"But while the Senate simply requires a majority of its 100 members to select the vice- president, the House must vote by states, with each state delegation having a single vote, and a majority of the states (at least 26 of 50) required to agree on the winner.
The unit rule has been employed twice in US history, in the long-ago elections of 1800, when Thomas Jefferson emerged as president, and 1824, when John Quincy Adams was elected. " Larry Sabato
Larry Sabato, then a little known political science professor at the University of Virginia, was a "talking head" at the Republican state convention that nominated George "Macaca" Allen for governor of Virginia. Sabato confidently predicted that Allen would never be elected. Somehow, Sabato has come to be an authority on many things.
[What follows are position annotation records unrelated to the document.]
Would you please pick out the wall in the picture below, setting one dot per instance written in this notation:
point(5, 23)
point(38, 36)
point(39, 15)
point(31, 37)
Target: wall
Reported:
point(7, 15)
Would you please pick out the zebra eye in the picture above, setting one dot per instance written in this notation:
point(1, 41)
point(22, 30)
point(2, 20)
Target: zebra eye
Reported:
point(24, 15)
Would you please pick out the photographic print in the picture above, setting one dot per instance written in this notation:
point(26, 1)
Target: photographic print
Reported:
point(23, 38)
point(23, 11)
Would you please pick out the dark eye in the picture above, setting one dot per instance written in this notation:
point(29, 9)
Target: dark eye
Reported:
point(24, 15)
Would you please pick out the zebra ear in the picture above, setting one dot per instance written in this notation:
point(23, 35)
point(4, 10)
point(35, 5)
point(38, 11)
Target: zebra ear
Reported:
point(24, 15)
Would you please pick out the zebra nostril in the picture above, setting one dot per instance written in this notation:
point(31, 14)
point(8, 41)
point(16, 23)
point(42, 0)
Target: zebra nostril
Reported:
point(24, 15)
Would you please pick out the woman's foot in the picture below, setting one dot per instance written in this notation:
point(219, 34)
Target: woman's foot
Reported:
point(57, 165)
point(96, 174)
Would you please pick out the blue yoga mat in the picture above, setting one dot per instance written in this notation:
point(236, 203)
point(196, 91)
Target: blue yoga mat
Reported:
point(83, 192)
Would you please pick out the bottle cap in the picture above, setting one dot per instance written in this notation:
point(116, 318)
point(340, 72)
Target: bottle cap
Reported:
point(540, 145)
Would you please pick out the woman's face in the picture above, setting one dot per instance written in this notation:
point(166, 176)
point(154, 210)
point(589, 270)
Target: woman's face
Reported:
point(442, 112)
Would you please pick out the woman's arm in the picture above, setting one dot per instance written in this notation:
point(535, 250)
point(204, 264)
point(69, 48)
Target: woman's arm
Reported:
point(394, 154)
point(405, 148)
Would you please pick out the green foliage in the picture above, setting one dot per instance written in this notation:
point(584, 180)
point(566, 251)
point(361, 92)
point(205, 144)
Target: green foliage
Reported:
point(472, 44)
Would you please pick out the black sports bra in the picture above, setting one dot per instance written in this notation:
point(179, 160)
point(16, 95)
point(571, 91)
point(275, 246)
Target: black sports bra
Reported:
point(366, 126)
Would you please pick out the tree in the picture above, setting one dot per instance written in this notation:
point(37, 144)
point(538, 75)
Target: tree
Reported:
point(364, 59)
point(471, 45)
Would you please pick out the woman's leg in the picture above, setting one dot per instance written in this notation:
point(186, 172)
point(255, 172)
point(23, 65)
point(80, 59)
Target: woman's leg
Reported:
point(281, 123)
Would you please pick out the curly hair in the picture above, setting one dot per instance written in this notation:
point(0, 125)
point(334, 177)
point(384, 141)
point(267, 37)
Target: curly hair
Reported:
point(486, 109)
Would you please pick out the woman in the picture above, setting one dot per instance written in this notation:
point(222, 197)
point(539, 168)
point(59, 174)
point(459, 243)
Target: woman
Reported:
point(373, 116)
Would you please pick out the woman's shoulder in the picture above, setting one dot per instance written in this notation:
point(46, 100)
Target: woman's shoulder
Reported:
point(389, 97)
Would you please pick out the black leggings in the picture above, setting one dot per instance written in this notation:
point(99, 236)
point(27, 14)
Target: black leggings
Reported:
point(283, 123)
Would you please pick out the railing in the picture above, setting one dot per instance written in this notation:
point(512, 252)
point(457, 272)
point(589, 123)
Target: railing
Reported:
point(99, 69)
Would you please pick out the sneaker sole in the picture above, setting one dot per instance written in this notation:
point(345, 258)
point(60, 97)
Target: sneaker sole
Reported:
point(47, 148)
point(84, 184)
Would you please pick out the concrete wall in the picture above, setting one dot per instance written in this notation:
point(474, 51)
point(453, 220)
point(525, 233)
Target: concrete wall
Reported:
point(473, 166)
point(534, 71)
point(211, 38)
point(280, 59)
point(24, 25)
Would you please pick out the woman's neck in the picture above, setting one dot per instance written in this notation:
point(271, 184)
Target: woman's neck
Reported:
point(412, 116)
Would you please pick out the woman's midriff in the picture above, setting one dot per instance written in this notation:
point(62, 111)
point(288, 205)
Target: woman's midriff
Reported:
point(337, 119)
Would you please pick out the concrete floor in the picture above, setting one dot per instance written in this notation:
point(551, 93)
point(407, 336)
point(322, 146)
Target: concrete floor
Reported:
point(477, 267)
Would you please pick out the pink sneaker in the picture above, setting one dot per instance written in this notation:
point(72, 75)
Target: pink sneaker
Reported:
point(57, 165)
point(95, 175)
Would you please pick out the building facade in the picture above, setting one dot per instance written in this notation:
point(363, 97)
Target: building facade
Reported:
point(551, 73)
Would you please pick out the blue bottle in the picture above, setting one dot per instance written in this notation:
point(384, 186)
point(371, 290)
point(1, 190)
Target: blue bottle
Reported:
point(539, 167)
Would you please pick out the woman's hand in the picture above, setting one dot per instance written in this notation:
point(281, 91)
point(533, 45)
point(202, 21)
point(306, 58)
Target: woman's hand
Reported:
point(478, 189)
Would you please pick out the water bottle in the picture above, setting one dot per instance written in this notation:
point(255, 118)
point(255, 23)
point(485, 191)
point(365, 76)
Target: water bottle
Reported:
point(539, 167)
This article is quite entertaining. It puzzles over the intricacies of US election law in the eventuality that there is a tie vote in the Electoral College. What fun! The federal nature of the US union is always the subject of complaint in election years. The basic issue is that the little states (in population) have, in many ways, the same political weight as the big states. In the US Senate, this factor is always with us, the product of the Great Compromise that made the union a possibility in the first place. A lot of people do not like that. I suppose that they live in big states. Sabato makes the statement that US "values" are different now than they were…. I doubt that. Perhaps political science professors have different values than they once did, but, then, there were no political science professors on hand when the constitution of the United States was written. Thank God.
The futility of the discussions concerning American federalism always impresses. The little states are clearly not going to accept any constitutional amendments that deprive them of the division of function and power that was the basis of the union to begin with. A bargain is a bargain.
How about a constitutional convention? Yes, how about it? Could the scope of the changes wrought by such a convention be limited in advance? The first constitutional convention seized control of the process and created a new kind of government. It had been called to modify the Articles of Confederation. Would the new document be subject to ratification by the states? What would happen if some states did not ratify?